The press conference can be watched below (see all Olympiad videos here):
Robin van Kampen summed up the enthusiasm of the players when he commented on the Olympiad:
I think it’s great. First of all it’s the biggest tournament I’ve ever played in – almost everyone’s from a different country and there are so many nationalities. It’s just something I’m really glad to be part of and I hope that I’ll be able to play many more times.
Robin commented, “the Dutch, of course!” when asked who would win the Olympiad, while Fabiano Caruana felt the improving young players on the Italian team meant they could “be a challenge for other strong teams”.
The Ethiopian women’s team is unlikely to feature on the medal table since chess is only taking its first steps in Ethiopia, as Haregeweyn explained:
People play chess, but they play just in their homes. It’s not a famous sport. Our federation is trying to make it well-known in our country.

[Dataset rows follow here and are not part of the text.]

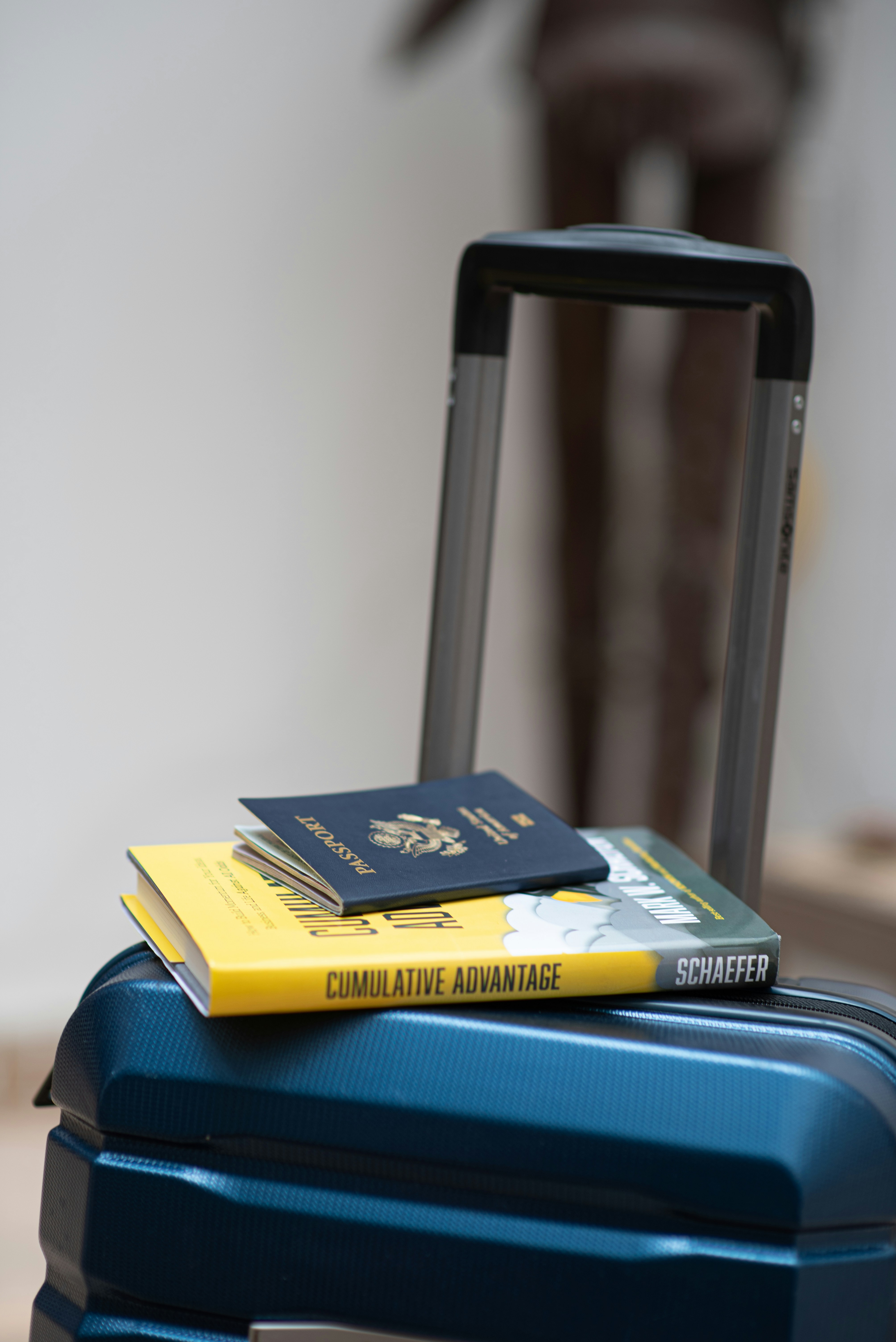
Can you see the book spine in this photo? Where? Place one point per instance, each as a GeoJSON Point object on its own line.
{"type": "Point", "coordinates": [466, 980]}
{"type": "Point", "coordinates": [753, 965]}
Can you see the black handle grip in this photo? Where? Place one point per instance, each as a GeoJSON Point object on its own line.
{"type": "Point", "coordinates": [650, 268]}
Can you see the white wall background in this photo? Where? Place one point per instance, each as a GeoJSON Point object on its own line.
{"type": "Point", "coordinates": [227, 243]}
{"type": "Point", "coordinates": [229, 234]}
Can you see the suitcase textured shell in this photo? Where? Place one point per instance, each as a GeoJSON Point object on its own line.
{"type": "Point", "coordinates": [668, 1168]}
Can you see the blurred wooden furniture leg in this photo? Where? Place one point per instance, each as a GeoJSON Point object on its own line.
{"type": "Point", "coordinates": [707, 410]}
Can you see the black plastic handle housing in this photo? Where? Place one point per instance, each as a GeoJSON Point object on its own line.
{"type": "Point", "coordinates": [635, 266]}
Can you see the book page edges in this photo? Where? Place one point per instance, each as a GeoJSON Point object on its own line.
{"type": "Point", "coordinates": [158, 937]}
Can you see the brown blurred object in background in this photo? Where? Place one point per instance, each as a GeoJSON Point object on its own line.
{"type": "Point", "coordinates": [834, 901]}
{"type": "Point", "coordinates": [714, 78]}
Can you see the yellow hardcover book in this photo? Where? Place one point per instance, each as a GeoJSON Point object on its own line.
{"type": "Point", "coordinates": [239, 943]}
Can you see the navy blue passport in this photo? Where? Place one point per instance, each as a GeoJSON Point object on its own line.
{"type": "Point", "coordinates": [392, 847]}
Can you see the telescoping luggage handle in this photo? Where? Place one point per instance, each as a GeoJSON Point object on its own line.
{"type": "Point", "coordinates": [655, 269]}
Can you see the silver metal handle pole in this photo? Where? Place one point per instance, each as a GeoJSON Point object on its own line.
{"type": "Point", "coordinates": [756, 635]}
{"type": "Point", "coordinates": [458, 634]}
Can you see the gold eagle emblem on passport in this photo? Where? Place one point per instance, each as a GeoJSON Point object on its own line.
{"type": "Point", "coordinates": [416, 835]}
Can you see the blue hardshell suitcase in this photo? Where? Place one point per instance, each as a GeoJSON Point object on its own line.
{"type": "Point", "coordinates": [682, 1167]}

Fabiano Caruana explained that the way he reached the top was influenced by his American upbringing:
I think players do it in many different ways. How I worked on chess from the beginning was very different from Magnus or from other top players. First of all I grew up in a country where the style of chess is very different. In the United States people play two games a day. I would play a tournament in one day, which is simply unimaginable in Europe. And most of the games were rapid games, so I grew up playing 30 minutes or 25.

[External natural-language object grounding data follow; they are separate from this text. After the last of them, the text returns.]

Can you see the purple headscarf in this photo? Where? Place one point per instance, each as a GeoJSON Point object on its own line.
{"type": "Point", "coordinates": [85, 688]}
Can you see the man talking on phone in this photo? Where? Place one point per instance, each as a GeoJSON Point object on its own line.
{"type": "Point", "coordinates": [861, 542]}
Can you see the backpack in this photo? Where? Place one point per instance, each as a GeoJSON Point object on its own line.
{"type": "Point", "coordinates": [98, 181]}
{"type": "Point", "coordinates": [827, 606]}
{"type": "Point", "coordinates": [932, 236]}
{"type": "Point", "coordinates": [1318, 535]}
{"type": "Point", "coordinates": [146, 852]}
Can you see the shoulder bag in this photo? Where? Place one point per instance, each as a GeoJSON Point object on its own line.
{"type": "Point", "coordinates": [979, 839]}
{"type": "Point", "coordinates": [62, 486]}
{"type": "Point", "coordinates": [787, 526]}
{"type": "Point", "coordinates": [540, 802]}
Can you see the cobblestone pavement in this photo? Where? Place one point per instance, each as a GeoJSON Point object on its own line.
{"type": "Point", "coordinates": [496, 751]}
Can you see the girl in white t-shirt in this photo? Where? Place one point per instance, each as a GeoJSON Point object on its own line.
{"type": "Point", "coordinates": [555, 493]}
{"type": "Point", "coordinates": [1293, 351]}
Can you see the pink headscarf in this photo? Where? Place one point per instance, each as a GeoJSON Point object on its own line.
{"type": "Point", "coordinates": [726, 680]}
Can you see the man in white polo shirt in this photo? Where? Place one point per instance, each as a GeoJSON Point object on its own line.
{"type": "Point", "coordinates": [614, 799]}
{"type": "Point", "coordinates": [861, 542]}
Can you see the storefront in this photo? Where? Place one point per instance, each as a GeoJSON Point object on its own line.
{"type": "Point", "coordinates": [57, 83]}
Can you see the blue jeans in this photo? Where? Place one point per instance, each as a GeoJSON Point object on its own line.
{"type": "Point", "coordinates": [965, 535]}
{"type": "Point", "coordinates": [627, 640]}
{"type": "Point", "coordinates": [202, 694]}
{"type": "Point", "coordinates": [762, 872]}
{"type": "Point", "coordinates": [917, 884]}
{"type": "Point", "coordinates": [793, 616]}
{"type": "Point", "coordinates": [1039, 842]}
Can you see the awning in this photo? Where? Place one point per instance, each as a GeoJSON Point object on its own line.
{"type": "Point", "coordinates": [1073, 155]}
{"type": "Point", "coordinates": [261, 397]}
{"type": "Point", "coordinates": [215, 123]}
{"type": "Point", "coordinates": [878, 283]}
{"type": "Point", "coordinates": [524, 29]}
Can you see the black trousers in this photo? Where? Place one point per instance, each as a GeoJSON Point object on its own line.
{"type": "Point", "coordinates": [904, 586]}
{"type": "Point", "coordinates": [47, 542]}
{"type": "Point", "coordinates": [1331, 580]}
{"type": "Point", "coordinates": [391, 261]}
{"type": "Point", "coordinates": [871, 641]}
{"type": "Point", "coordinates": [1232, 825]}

For Robin van Kampen the secret was to work less!
Recently I’ve been playing a little bit better and I think it’s because I started to work a little bit less. After I finished high school, which I was pretty busy with, I was working like eight or ten hours a day, a little bit too much, maybe. Now maybe 5 or 6 hours, or not at all, taking some time off.

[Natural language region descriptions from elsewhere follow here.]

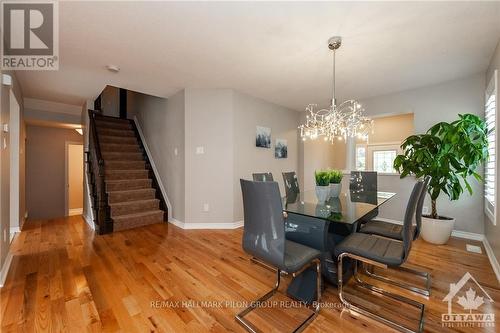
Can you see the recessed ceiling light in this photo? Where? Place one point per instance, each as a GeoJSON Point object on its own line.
{"type": "Point", "coordinates": [113, 68]}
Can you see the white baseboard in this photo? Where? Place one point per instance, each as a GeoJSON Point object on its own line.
{"type": "Point", "coordinates": [89, 221]}
{"type": "Point", "coordinates": [491, 256]}
{"type": "Point", "coordinates": [75, 211]}
{"type": "Point", "coordinates": [467, 235]}
{"type": "Point", "coordinates": [153, 166]}
{"type": "Point", "coordinates": [454, 233]}
{"type": "Point", "coordinates": [183, 225]}
{"type": "Point", "coordinates": [5, 269]}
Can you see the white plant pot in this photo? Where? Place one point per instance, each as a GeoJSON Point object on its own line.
{"type": "Point", "coordinates": [335, 190]}
{"type": "Point", "coordinates": [322, 193]}
{"type": "Point", "coordinates": [437, 231]}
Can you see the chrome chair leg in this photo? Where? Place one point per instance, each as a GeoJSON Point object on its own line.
{"type": "Point", "coordinates": [255, 304]}
{"type": "Point", "coordinates": [423, 291]}
{"type": "Point", "coordinates": [380, 291]}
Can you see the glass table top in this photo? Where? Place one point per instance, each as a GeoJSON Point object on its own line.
{"type": "Point", "coordinates": [348, 208]}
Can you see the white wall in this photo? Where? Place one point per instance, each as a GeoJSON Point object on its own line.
{"type": "Point", "coordinates": [492, 232]}
{"type": "Point", "coordinates": [5, 168]}
{"type": "Point", "coordinates": [432, 104]}
{"type": "Point", "coordinates": [250, 112]}
{"type": "Point", "coordinates": [162, 124]}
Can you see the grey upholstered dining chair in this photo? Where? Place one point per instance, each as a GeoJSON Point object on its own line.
{"type": "Point", "coordinates": [263, 177]}
{"type": "Point", "coordinates": [395, 231]}
{"type": "Point", "coordinates": [291, 183]}
{"type": "Point", "coordinates": [264, 238]}
{"type": "Point", "coordinates": [381, 252]}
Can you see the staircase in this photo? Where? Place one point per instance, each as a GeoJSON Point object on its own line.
{"type": "Point", "coordinates": [126, 193]}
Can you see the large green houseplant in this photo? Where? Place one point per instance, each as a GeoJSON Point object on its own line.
{"type": "Point", "coordinates": [448, 152]}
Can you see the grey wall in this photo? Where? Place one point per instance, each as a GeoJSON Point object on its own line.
{"type": "Point", "coordinates": [209, 176]}
{"type": "Point", "coordinates": [431, 104]}
{"type": "Point", "coordinates": [491, 231]}
{"type": "Point", "coordinates": [162, 123]}
{"type": "Point", "coordinates": [250, 112]}
{"type": "Point", "coordinates": [222, 123]}
{"type": "Point", "coordinates": [45, 170]}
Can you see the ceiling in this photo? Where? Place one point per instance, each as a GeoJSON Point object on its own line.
{"type": "Point", "coordinates": [274, 51]}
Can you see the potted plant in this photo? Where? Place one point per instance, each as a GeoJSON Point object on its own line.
{"type": "Point", "coordinates": [322, 185]}
{"type": "Point", "coordinates": [335, 183]}
{"type": "Point", "coordinates": [450, 153]}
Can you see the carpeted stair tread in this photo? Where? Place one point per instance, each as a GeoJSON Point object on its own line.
{"type": "Point", "coordinates": [131, 195]}
{"type": "Point", "coordinates": [124, 165]}
{"type": "Point", "coordinates": [117, 147]}
{"type": "Point", "coordinates": [127, 184]}
{"type": "Point", "coordinates": [135, 220]}
{"type": "Point", "coordinates": [122, 156]}
{"type": "Point", "coordinates": [126, 174]}
{"type": "Point", "coordinates": [127, 140]}
{"type": "Point", "coordinates": [113, 125]}
{"type": "Point", "coordinates": [115, 132]}
{"type": "Point", "coordinates": [137, 206]}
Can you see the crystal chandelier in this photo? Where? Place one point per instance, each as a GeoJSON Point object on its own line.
{"type": "Point", "coordinates": [338, 121]}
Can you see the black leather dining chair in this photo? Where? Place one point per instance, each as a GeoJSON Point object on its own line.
{"type": "Point", "coordinates": [395, 231]}
{"type": "Point", "coordinates": [381, 252]}
{"type": "Point", "coordinates": [263, 177]}
{"type": "Point", "coordinates": [264, 239]}
{"type": "Point", "coordinates": [291, 183]}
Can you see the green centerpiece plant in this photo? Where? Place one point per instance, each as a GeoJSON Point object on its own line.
{"type": "Point", "coordinates": [322, 185]}
{"type": "Point", "coordinates": [335, 182]}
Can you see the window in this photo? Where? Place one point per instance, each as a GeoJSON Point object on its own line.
{"type": "Point", "coordinates": [383, 161]}
{"type": "Point", "coordinates": [490, 170]}
{"type": "Point", "coordinates": [360, 157]}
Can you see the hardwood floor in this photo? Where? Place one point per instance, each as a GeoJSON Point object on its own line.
{"type": "Point", "coordinates": [63, 277]}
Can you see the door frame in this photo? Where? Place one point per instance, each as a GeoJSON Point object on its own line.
{"type": "Point", "coordinates": [66, 180]}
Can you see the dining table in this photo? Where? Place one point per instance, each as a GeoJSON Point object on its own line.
{"type": "Point", "coordinates": [322, 225]}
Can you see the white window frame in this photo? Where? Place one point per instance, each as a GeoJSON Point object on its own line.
{"type": "Point", "coordinates": [361, 145]}
{"type": "Point", "coordinates": [490, 208]}
{"type": "Point", "coordinates": [373, 147]}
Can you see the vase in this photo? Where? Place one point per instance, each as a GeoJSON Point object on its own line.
{"type": "Point", "coordinates": [335, 190]}
{"type": "Point", "coordinates": [322, 193]}
{"type": "Point", "coordinates": [437, 231]}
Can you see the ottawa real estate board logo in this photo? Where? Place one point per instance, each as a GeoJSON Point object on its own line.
{"type": "Point", "coordinates": [476, 305]}
{"type": "Point", "coordinates": [30, 35]}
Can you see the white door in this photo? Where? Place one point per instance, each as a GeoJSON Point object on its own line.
{"type": "Point", "coordinates": [74, 182]}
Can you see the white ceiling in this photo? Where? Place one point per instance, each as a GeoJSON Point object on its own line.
{"type": "Point", "coordinates": [275, 51]}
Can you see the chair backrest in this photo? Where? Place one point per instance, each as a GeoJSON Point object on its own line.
{"type": "Point", "coordinates": [263, 177]}
{"type": "Point", "coordinates": [420, 206]}
{"type": "Point", "coordinates": [408, 219]}
{"type": "Point", "coordinates": [363, 181]}
{"type": "Point", "coordinates": [264, 225]}
{"type": "Point", "coordinates": [291, 183]}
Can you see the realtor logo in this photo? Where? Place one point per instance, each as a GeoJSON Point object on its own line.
{"type": "Point", "coordinates": [30, 35]}
{"type": "Point", "coordinates": [469, 294]}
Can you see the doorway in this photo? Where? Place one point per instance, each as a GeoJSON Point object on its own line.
{"type": "Point", "coordinates": [74, 178]}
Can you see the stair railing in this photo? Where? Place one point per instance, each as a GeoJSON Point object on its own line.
{"type": "Point", "coordinates": [100, 205]}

Axel Bachmann has leapt up the ratings list recently, and credits a change of location:
I would say coming to Europe helped a lot, because chess is not so popular in South America, but also I think some games that didn’t go my way before were going my way now, so it was really good.
Just after graduating I decided to work on a regular job for a few months, but then afterwards I said it was probably time to go for chess. If not now I would never do it, so I’m glad I took that decision.
Though he added later that Paraguay is doing relatively well:
Paraguay is a small country compared to our neighbours, Argentina and Brazil, but chess has been growing a lot there and they are trying to introduce chess as a subject. That helps a lot. In comparison to other American countries maybe Argentina and Brazil have more tradition but I don’t think they’re growing like we are now.
Haregeweyn isn’t working quite as hard as the others so far, saying she works “two or maybe three hours a day”.
Fabiano Caruana is many people’s pick as the man most likely to challenge Magnus Carlsen for the World Championship title in the coming years, but he wasn’t sure when asked how he could get his chance:
That’s a good question, because the cycle is not exactly clear at the moment and I imagine a lot of it will depend on the next election. Normally the possibilities to get to the Candidates would be the Grand Prix, by rating or the World Cup and for now I’m not sure about the Grand Prix. Some venues have apparently been decided on but it’s not clear if it’ll go through, so I’m not really thinking about it for the moment.
Caruana was also asked a loaded question about who he supports in the upcoming FIDE Presidential elections between the incumbent Kirsan Ilyumzhinov and former World Champion Garry Kasparov. His response was diplomatic, but far from a non-answer!
I haven’t openly supported anyone. I think a lot of things could be improved on the current leadership. I’m not sure if Kasparov could improve on it. I’m not as convinced as everyone else that he would be as much of a change from current FIDE. I would hope so and I think that he could potentially bring a lot of sponsorship to chess and a lot of new events both at the top level and at lower levels.
The question, of course, is if he’s really willing and if he can work with the players and sponsors and organisers. Of course he has a lot of conflicts in many countries which could be a problem. So for the moment I’m pretty much undecided and I try not to get involved. At least if there’s a change I hope that it will be a very good one. I’m not entirely convinced, though.
The press conference will take place at 18:15 each day and is open to all accredited members of the press.